COOL INVENTIONS

A reader sent us an article about contact lenses with augmented reality. Now you can be out of touch with reality all the time.

  • Mojo Vision Contact Lenses: Though they’re like regular contacts, they also  give you the weather, a map, your heart rate, blood sugar and other info floating in the air before your eye. They remind us of Joy’s “Form Swim” goggles, which give swim statistics in front of the right or left pupil. Google is an investor in MojoVision. Availability: In two years, or so they say.
  • S-Pod Review on YouTube. Click for video.

    Segway S-Pod: Remember how the Segway was going to revolutionize transportation? It never happened, though we do see tourists using them. Segway just announced a sit-down version, which goes up to 24 miles per hour. (They’re about to invent the golf cart.) That’s more like it. As people age or have joint problems, they’ll need them at airports, large campuses and on tours. This seems to be a big improvement over the current Segway, which isn’t easy on the feet if you’ve been standing on it for hours. Joy was a little leery to try one but it practically balances itself. The new version will be even more of a no-brainer, if you don’t mind joystick controls. It’s sometimes described as a “self-balancing stroller,” or a “lounge chair on wheels.”

  • Nurvv insoles” might have prevented Joy from damaging her feet in long runs around a track. She used to run on her toes, which was bad for them. These insoles send data to an app on your phone. The app analyzes your running technique and gives you statistics, such as stride length, as well as advice. 
  •  Manta 5 Hydrofoil Bike:” It has a ridiculous price: $7,500. An electric motor provides an assist to your pedaling. Once you get up to speed, the hydrofoils provide lift. Joy saw it on YouTube and now wants one.
  • Feles Box,” for around $3,000, is the ultimate science kit. It includes equipment for incubation, electrophoresis (charged particles), spectrometry, a centrifuge and a cyclometer, among other tools.

See more in a SmithsonianMag.com article called “Eight Remarkable Inventions Unveiled at This Year’s CES.” That’s the Consumer Electronics Show in Las Vegas.

Updating the iPhone

A reader is in doubt about whether she should update her iPhone 6. She stopped doing updates when her friends’ phones got messed up after they did theirs. Bob has an aversion to all updates. Every change is not necessarily an improvement.

It turns out her phone is too old anyway. You need an iPhone 6s or newer to install Apple’s latest operating system, 13.2.2. It won’t work on a plain ol’ iPhone 6. That may be a lucky break. According to Forbes magazine, version 13.2.2.has caused a lot of problems. These include crashing during email, audio irregularities, graphic glitches, cellular connection difficulties and excessive battery drain. Forbes told users to stay away from the update unless they’ve been faithfully installing updates all along and now have version 13.2.1, which is worse. Version 13.3 is in the “beta” or testing phase, but we’ll probably see a version 13.2.3 first. Are you confused yet? We like to fall back on the farmer’s mantra: “If it aint broke, don’t fix it.”

Facebook Annoyance

Bob got so tired of getting notified about every post on Facebook, he went to “Settings” and turned them all off. Joy did it too. We were astonished by the number and variety of notifications.
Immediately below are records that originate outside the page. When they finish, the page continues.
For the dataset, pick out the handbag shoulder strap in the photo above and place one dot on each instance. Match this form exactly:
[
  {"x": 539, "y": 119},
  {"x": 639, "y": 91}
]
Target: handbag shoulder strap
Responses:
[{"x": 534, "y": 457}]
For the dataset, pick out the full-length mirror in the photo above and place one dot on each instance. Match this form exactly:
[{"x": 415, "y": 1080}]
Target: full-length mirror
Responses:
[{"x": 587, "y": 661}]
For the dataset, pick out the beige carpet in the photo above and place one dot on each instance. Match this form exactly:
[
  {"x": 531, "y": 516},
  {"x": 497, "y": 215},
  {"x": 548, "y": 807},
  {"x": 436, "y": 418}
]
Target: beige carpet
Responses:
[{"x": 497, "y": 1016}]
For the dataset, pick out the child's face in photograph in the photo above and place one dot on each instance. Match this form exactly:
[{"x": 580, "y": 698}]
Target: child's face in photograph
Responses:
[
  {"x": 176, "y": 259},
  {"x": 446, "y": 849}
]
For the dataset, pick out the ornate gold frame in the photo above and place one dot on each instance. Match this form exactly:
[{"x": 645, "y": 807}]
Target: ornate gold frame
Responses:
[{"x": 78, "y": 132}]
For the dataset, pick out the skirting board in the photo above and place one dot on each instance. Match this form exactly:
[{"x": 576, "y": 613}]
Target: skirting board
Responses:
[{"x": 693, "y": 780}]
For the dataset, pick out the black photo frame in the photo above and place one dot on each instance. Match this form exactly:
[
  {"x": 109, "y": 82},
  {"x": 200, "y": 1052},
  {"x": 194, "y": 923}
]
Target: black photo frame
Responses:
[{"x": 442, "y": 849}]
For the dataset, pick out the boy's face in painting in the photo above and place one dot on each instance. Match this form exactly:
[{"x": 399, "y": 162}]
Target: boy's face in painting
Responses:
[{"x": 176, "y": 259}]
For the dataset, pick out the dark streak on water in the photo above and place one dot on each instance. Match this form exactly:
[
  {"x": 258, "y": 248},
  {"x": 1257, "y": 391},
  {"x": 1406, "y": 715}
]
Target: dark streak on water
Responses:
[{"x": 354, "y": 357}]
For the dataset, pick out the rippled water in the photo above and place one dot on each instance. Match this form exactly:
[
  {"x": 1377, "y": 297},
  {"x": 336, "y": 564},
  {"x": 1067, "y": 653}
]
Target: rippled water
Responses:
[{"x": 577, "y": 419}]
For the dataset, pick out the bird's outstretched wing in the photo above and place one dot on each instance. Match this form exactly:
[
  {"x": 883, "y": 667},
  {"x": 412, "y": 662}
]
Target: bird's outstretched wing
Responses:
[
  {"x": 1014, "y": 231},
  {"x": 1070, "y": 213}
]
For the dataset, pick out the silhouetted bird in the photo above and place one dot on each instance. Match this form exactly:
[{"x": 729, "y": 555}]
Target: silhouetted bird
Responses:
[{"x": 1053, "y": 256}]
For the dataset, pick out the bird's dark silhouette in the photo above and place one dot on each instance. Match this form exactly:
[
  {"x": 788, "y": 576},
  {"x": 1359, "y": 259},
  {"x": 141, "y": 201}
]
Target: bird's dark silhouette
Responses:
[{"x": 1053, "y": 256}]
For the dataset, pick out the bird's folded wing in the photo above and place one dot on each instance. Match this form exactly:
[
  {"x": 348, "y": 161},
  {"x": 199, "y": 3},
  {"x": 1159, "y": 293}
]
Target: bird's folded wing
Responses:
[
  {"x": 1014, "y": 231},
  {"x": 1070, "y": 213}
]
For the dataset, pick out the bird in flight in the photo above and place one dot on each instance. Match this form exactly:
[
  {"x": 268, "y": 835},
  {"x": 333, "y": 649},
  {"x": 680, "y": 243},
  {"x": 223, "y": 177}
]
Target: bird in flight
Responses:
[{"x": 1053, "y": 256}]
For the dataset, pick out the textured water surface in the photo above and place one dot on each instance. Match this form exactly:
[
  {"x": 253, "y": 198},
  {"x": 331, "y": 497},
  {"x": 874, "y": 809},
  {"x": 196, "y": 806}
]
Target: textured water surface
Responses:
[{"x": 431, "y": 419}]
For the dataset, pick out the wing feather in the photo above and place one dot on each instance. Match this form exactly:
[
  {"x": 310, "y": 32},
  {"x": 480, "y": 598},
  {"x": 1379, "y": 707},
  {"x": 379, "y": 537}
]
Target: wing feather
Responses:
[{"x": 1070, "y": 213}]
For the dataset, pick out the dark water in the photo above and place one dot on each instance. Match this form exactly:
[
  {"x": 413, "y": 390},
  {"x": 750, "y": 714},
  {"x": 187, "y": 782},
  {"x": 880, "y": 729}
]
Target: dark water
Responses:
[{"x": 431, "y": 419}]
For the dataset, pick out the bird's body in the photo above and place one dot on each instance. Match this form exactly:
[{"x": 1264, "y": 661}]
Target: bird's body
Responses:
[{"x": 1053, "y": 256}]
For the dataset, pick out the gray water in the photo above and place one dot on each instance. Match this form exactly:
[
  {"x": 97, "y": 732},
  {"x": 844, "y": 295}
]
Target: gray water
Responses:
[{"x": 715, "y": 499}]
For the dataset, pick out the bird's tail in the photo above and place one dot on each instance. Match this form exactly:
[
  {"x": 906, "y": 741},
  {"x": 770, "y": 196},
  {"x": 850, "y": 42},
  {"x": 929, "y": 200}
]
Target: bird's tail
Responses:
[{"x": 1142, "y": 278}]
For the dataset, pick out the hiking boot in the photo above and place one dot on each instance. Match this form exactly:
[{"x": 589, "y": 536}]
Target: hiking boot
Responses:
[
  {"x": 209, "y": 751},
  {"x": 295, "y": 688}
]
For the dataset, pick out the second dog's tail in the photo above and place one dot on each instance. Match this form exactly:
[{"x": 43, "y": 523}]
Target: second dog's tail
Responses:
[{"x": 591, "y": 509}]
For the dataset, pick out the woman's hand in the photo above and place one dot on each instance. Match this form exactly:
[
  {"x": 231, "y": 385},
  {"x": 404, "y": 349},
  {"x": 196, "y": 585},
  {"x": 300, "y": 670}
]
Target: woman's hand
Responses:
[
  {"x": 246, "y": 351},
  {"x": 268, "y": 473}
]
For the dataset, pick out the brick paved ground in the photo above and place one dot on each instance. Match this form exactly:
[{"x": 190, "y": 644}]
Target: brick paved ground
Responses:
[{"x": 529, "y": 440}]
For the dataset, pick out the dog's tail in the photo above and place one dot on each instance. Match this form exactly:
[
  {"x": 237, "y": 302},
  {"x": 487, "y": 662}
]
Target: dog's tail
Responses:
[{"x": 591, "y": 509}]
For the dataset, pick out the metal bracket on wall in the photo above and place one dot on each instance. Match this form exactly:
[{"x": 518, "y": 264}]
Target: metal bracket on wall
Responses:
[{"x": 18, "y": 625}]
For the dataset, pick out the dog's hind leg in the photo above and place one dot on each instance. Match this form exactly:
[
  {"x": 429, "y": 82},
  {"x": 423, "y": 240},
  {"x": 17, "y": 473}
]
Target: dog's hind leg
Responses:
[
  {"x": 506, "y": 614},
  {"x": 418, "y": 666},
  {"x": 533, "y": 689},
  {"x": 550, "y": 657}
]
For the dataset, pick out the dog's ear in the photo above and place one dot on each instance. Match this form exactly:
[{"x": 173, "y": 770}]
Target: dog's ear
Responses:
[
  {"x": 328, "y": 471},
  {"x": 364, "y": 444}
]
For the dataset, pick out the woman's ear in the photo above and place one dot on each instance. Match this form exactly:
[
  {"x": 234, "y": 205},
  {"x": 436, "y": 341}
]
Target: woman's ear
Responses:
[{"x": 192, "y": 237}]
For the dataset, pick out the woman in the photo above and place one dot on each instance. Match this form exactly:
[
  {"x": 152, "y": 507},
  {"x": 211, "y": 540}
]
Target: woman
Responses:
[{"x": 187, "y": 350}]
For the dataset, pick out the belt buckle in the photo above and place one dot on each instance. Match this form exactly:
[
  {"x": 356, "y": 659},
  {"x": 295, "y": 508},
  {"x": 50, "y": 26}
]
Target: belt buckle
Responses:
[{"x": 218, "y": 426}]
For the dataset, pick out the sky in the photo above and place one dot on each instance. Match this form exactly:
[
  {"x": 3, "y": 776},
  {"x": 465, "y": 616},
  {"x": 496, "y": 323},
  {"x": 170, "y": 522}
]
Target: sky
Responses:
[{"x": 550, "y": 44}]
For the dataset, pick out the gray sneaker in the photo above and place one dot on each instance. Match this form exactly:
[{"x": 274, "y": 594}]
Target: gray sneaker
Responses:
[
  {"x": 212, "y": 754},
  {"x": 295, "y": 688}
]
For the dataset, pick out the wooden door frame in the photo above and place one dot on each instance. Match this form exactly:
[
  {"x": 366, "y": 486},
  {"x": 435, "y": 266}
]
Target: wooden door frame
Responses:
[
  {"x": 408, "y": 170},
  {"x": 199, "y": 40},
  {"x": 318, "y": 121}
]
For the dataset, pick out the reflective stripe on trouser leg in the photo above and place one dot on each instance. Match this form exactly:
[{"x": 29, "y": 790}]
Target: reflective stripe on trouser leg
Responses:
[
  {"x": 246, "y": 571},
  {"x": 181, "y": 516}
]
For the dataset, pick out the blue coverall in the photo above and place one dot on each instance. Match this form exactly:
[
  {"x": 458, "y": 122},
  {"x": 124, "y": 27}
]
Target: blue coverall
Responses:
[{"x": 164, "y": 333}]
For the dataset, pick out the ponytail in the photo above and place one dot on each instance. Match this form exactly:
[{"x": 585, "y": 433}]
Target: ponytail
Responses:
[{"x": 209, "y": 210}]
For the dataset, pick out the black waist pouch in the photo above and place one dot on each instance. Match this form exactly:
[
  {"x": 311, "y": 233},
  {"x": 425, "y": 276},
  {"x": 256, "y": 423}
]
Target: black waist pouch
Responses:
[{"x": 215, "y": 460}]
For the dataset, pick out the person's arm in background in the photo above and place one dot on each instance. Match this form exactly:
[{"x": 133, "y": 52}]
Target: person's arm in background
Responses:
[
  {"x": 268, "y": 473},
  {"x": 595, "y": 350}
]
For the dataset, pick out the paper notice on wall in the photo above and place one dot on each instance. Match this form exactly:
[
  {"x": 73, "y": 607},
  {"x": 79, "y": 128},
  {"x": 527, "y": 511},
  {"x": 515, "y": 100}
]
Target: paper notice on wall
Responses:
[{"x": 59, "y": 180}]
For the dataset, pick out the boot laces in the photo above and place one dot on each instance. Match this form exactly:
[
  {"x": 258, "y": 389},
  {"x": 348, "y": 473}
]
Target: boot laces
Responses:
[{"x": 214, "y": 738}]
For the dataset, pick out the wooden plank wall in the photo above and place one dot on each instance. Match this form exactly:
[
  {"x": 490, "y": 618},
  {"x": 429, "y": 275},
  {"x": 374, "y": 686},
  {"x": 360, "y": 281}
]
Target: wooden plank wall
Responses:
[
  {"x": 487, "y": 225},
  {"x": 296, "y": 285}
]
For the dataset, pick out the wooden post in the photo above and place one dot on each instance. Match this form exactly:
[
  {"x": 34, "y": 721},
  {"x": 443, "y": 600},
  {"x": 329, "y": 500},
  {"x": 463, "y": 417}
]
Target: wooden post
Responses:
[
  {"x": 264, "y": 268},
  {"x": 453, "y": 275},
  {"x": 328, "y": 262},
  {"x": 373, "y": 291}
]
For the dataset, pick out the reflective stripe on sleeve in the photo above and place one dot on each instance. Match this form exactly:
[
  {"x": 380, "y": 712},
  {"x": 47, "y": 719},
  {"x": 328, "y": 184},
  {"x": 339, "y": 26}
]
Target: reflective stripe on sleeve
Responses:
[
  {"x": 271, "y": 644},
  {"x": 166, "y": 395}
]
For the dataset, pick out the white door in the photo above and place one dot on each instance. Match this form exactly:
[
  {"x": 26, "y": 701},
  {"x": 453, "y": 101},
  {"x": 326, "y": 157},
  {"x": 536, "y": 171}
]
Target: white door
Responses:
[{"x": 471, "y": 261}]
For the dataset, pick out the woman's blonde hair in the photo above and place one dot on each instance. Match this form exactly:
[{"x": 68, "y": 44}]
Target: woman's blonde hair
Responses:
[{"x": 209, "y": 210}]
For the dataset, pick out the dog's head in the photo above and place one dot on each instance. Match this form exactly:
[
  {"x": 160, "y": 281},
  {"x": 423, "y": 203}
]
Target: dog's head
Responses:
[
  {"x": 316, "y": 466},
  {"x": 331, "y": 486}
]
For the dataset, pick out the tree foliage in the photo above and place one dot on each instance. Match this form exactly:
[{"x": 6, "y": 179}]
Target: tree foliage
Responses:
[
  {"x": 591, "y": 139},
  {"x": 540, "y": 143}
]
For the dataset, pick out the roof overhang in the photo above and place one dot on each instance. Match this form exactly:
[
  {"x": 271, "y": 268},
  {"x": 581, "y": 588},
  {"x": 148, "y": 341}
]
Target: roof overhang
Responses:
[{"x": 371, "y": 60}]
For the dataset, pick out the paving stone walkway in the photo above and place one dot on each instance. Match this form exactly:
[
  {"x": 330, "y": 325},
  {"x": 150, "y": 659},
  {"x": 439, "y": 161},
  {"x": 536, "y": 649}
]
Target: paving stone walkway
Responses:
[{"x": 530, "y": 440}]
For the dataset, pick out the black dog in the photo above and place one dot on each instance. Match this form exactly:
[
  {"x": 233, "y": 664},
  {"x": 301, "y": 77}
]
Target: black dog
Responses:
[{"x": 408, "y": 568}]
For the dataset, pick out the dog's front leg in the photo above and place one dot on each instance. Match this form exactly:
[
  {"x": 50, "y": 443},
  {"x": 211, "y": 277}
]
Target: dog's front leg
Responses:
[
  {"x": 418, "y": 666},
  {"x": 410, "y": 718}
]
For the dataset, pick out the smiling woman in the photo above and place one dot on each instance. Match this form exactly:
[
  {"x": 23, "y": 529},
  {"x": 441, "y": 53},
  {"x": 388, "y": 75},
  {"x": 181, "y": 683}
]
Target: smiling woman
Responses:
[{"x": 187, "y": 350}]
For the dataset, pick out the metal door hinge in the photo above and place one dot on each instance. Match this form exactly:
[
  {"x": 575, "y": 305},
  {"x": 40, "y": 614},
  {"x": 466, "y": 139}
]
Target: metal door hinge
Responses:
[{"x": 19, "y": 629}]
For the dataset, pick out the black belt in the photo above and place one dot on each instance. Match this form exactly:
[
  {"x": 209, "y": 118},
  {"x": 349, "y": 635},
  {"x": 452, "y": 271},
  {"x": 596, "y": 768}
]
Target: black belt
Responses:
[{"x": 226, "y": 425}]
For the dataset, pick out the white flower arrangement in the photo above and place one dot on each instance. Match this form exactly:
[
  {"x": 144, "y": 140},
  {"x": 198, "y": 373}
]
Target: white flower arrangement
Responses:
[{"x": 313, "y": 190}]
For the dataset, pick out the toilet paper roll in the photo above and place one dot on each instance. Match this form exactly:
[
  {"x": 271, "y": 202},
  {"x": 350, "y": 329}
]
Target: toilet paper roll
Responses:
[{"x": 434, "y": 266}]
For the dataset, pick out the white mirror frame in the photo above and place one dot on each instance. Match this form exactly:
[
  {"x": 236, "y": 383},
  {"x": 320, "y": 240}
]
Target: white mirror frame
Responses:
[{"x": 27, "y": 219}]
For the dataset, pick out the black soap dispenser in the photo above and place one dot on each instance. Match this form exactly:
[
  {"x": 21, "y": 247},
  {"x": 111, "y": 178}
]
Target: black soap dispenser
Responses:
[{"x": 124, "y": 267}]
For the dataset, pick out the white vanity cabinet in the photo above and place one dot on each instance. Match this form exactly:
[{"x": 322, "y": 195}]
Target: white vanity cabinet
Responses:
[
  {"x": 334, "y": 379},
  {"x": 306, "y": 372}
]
Start at Facebook.com on your computer. Look at the blue bar at the top of the screen and go all the way to the right to click a drop-down arrow. Choose “Settings.” In settings, look to the left and click “Notifications.” You can turn off more than a dozen of them. This includes notifications by  email, text message or pop-up. We shut down notifications about status updates, videos, things for sale and charities, among others. Birthday reminders we kept.

Internut

Can this teenager use a rotary phone?” Search on that phrase to find an unintentionally funny YouTube video. A friend, who had coincidentally just wished aloud that the world could go back to rotary phones, found it for us. “I couldn’t stop laughing,” she says. Two teenagers try to work a dial-up phone and can’t figure it out.

Landline Spam

A reader writes: “I’ve still got a landline that I need for business purposes and I get as many or more calls on that phone as I do the cell phone. Both are ATT. Any suggestions for dealing with those calls– besides being on the ‘no call’ list that I’ve been on for years?” In short, he’s getting plagued by robocalls on his landline, and all the advice articles tell you how to stop them on cell phones.

 If you’re with AT&T, you can block robocalls from returning by dialing *61# after you hang up. Or you can call AT&T (or whoever your provider is) and tell them which numbers you want to block. This of course isn’t a perfect solution because robocallers use thousands of different phone numbers and it’s hard to block them all. 

We also were plagued by calls on our landline. So we had our landline number transferred to our cell phone, where calls are easily screened and blocked. We got a new landline number from Vonage, an Internet phone company. This number we’ve only given out to our closest family and friends. Hence no spam calls. We also tried Magic Jack, which at $39 a year is about the same price as only two months of Vonage, but we didn’t get good call clarity. Others swear by it.